Sepertinya bila diasumsikan secara jernih pertarungan ini dimenangkan dengan skor 2-0 oleh Polri dengan hasil kalkulasi Polri tidak kehilangan apa apa, karena Budi Gunawan memang belum berstatus Kapolri dan Ia mendapatkan kembali untuk sementara Status bukan tersangka sementara KPK justru kehilangan 2 orang Komisionernya bahkan menjadi tersangka pesakitan yang tidak bisa diprediksi kapan berakhir penyelesaian kasusnya. Sampai disini media-pun terdiam tak mampu berbuat apa apa karena tenggelam oleh ketegasan sikap Jokowi yang semula selalu diremehkan.

Baru kali ini kekuatan media baik cetak, online maupun elektronik ternyata gagal total menciptakan gelombang perubahan bagi kemenangan "civil society". Media sebagai corong masyarakat sipil sebulan ini kompak bersatupadu (kecuali MetroTV dan TVOne netral = tumben mesra) untuk merebut opini, sungguh luarbiasa tak henti membombardir Polri dan sebaliknya mati matian membela KPK. Apa sebab kegagalan ini terjadi? Paling tidak ada beberapa hipotesis penyebab kegagalan media tersebut yaitu;
1. Yang dibela mati-matian yaitu KPK plus Komisioner ternyata kotor juga bahkan disinyalir bermental politisi..
2. Ada nafsu berlebihan media untuk membunuh Institusi Polri yang justru berbalik membangunkan simpatisan Polri dan empati esprit de corps yang menjalar kuat bagi seluruh anggota Polri yang memiliki Doktrin Prajurit Bhayangkara
3. Tidak jelas "common enemy"-nya siapa, Media ragu ragu untuk menentukan apakah Jokowi atau BG/Polri.
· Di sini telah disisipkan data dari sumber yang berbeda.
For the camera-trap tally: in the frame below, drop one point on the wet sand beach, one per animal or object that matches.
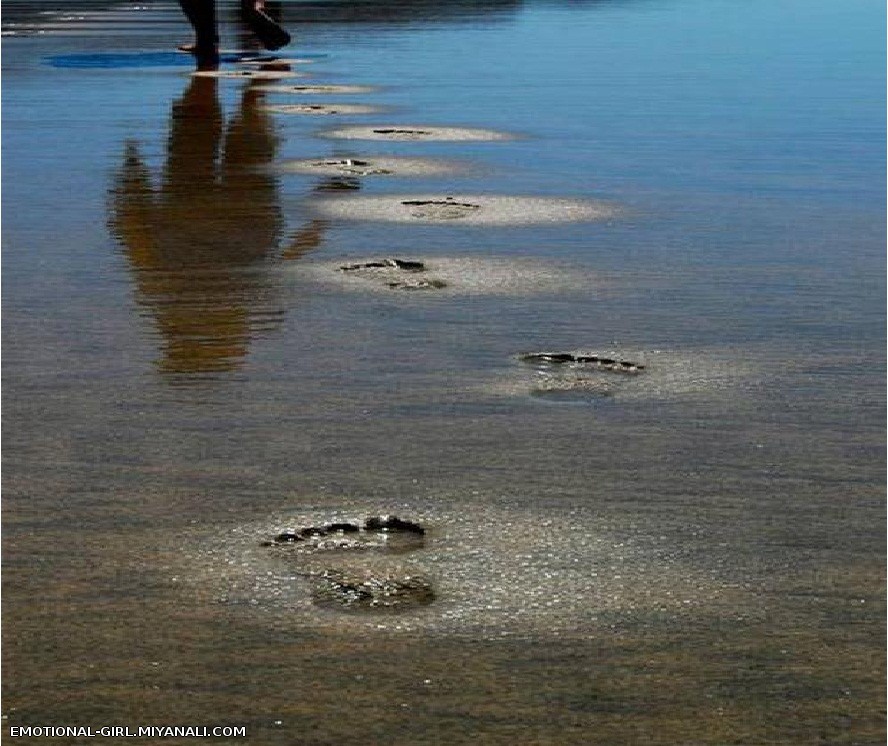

Media menampung hujatan publik kepada Jokowi, media selalu memojokkan Jokowi sampai lupa sasaran utamanya adalah BG. Akibatnya berbalik, relawan Jokowi serentak bangkit dan siap pasang badan bagi Jokowi.
4. Media melupakan kode etik jurnalistik, perburuan berita miskin klarifikasi, gunakan pelintiran headline dan berani menularkan cerita bohong dan rekaan semata.

Dari cuplikan di atas semoga bisa menjadi pelajaran untuk memupuk kedewasaan kita dalam memahami segala persoalan konflik sesulit apapun itu, Memberantas Korupsi harus dimulai dari sudut pandang yang lebih jernih agar dapat meminimalkan sifat "selfish" memaksakan benar sendiri, menang sendiri. Cukuplah sekali kasus seperti ini terjadi semoga kedepannya semua pihak selalu cepat tanggap beresolusi untuk menyelesaikan konflik secara damai (peacefull settlement).